Little Lusk Creek crossing
Along the creek, I noticed a reed-like plant that was still green.  This is Giant Cane (Arundinaria gigantea) and it's the only native species of woody grasses in Illinois.  It is related to the invasive and terrible plant Bamboo that people have spread around the state.  But this one has a neat story.  Post Illinoian glaciation, around 150,000 years ago, glacial meltwaters filled up the valleys of extreme southern Illinois, an area that has never been covered by glaciers, and carried seeds of this plant on the surface.  The seeds were all deposited at roughly 440 feet, the maximum height of the glacial lakes.  So when the waters retreated, Giant Cane grew up at this elevation.  I looked at my Topo Maps app, I was at 487 feet.  Pretty close.

Another stream crossing
I was limping pretty badly for the most of the day, but I was anxious about the hike so I wanted to make some miles.  Despite my poor condition, I managed to walk 3.2 miles in the first hour and was at 9 miles after 3 hours.  Not a bad pace at all considering.  The trail followed the creek for a stretch and was very scenic.  I noticed a large patch of another green plant.  This is a spring wildflower and it looks like a species of Waterleaf, and indeed is in that family, but instead is the closely related Fern-leaved Phacelia (Phacelia bipinnatifida).  This will bloom in April with pretty purple flowers.  I also noticed some fresh beaver activity and saw one tree about to fall over with a R2R Trail marker on it, D'oh!
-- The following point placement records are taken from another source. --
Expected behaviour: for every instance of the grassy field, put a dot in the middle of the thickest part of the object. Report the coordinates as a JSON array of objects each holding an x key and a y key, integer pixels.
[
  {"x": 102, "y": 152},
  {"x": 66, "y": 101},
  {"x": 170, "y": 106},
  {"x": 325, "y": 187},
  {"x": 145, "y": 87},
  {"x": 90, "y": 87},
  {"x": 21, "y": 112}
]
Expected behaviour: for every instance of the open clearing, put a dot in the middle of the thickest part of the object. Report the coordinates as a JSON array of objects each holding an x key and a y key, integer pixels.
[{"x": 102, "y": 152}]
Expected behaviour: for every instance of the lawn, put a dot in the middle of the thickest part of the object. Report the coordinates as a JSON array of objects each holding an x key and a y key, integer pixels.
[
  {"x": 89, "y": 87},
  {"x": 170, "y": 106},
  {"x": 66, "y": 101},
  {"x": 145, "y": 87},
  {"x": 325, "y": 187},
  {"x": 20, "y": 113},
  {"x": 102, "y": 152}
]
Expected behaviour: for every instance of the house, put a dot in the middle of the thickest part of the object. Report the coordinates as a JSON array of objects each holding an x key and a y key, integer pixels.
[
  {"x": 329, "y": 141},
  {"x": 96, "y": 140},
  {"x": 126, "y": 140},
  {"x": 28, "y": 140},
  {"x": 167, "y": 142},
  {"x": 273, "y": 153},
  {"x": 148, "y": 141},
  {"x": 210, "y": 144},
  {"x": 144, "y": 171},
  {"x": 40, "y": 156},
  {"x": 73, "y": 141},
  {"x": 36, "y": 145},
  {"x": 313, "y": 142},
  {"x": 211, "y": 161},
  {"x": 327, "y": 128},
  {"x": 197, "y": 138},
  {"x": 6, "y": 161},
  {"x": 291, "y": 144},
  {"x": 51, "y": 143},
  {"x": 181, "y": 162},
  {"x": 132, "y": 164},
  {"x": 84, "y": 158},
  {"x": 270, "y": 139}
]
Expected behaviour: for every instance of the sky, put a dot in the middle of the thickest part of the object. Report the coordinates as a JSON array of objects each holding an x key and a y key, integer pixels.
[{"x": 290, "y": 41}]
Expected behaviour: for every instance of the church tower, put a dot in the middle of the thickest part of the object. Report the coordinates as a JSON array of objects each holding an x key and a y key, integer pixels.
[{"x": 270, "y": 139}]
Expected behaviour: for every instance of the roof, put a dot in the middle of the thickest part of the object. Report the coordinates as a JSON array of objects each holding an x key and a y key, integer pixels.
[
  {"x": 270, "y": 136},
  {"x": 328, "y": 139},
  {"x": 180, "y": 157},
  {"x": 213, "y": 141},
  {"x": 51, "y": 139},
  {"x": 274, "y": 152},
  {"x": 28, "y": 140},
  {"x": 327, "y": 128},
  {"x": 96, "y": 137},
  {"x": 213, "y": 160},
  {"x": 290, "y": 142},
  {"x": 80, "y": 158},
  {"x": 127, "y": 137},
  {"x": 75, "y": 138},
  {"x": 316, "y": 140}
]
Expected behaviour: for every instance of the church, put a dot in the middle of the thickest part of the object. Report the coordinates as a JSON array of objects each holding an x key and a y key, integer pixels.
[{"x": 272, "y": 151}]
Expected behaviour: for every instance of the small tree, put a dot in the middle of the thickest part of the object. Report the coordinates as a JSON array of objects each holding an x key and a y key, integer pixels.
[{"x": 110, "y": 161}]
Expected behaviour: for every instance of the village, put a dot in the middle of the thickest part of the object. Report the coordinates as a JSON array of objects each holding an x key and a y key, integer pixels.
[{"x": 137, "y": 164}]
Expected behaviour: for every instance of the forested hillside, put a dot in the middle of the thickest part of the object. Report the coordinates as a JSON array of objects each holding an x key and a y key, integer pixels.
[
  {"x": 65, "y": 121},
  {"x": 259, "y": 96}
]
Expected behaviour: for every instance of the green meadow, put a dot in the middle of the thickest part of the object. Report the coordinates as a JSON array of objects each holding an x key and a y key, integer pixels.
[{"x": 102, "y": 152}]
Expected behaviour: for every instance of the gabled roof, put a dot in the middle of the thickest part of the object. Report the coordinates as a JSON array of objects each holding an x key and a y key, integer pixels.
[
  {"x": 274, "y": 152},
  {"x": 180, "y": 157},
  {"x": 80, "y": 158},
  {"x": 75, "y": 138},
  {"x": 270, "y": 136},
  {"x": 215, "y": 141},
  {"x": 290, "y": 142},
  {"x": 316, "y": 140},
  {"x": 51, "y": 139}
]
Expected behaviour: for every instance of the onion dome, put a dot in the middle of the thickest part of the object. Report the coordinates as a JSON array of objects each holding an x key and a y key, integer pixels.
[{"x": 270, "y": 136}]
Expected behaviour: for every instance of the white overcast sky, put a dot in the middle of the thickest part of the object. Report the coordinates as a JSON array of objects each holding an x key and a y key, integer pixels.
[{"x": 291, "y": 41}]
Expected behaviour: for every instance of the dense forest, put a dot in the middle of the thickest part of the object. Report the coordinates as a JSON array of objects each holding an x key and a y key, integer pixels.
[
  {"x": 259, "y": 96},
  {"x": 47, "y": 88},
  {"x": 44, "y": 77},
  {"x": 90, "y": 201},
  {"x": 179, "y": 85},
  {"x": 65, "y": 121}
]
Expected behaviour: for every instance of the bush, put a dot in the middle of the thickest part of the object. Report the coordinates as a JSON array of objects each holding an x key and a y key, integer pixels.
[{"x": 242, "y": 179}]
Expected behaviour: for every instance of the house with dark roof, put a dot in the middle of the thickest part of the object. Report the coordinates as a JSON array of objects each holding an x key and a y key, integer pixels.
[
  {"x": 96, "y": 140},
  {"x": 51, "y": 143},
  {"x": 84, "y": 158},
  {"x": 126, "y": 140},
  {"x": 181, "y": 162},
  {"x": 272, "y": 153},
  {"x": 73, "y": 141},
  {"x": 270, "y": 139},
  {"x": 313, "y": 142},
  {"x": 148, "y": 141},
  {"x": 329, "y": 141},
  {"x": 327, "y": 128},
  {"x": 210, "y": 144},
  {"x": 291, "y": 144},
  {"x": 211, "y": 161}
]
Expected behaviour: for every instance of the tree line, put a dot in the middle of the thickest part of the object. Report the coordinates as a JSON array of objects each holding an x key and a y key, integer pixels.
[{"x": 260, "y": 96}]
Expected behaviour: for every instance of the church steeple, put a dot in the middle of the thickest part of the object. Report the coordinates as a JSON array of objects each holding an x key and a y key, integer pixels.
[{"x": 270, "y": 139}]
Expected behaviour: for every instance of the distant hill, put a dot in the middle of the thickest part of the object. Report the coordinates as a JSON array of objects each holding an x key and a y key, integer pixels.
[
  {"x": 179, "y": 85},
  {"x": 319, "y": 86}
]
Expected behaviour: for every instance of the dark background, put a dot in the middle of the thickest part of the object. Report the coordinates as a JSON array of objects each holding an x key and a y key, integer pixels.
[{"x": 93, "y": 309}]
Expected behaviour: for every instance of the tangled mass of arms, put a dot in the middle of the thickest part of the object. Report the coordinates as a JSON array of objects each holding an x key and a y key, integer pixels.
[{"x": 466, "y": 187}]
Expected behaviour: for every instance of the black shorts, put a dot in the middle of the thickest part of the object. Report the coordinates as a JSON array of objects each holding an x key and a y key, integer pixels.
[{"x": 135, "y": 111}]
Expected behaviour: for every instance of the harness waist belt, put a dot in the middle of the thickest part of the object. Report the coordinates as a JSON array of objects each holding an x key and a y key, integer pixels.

Fern-leaved Phacelia (Phacelia bipinnatifida)
Beaver activity
The trail left the scenic canyon and went up to higher ground.  This section was a long haul, with little for interesting things to look at.  But I did find this interesting looking Tulip Tree (Liriodendron tulipifera).  Later I noticed it is marked on the map as the Tuning Fork Tree.

Tuning Fork Tree
Shortly after this spot is where I got a little confused about the trail.  I thought I needed to continue west and came to this intersection and was thrown off by the sign tied up to a tree.  It said Owl Bluff was straight (west) and Secret Canyon was right (north), which was where the R2R trail marker was.  I looked at the map and noticed the trail goes north in this section so I trusted the markers and went that way.

The confusing sign
 Then I came to a sign on a Pine tree that said trail closed.  A trail led off to the northeast (not the direction I wanted to go) and the trail I was on went a little farther and then faded out.  I turned around and went back to the last marker and noticed there was one turned sideways, indicating a turn, but the trail looked like it was going back in the direction I just came from.  I looked at the map and noticed that the trail should do an about face and turn back south-southwest.  That was a weird intersection, but I figured it out.  In the wilderness areas the trail blazes (markers) are wooden, but still easy to see.  The other ones on the trail are white and blue.  The trail seemed to endlessly meander through the woods, changing direction often.  Long sections had no trail markers and I began to think "where in the blazes are the blazes!"  I knew in general where I was going, but wanted to stay on the official River to River Trail as much as possible.  Soon I was at Owl Bluff.

Go no farther!

The turned trail marker I initially missed

I saw the sign for the Owl Bluff horse tie-up, but so some reason thought the trail to the overlook was an auxillary spot and not the actual bluff.  I had been here before and I erred in thinking that Owl Bluff overlook was right along the trail so I pressed on.  After the trail left the cliffs, I realized I missed it and was not going to go back.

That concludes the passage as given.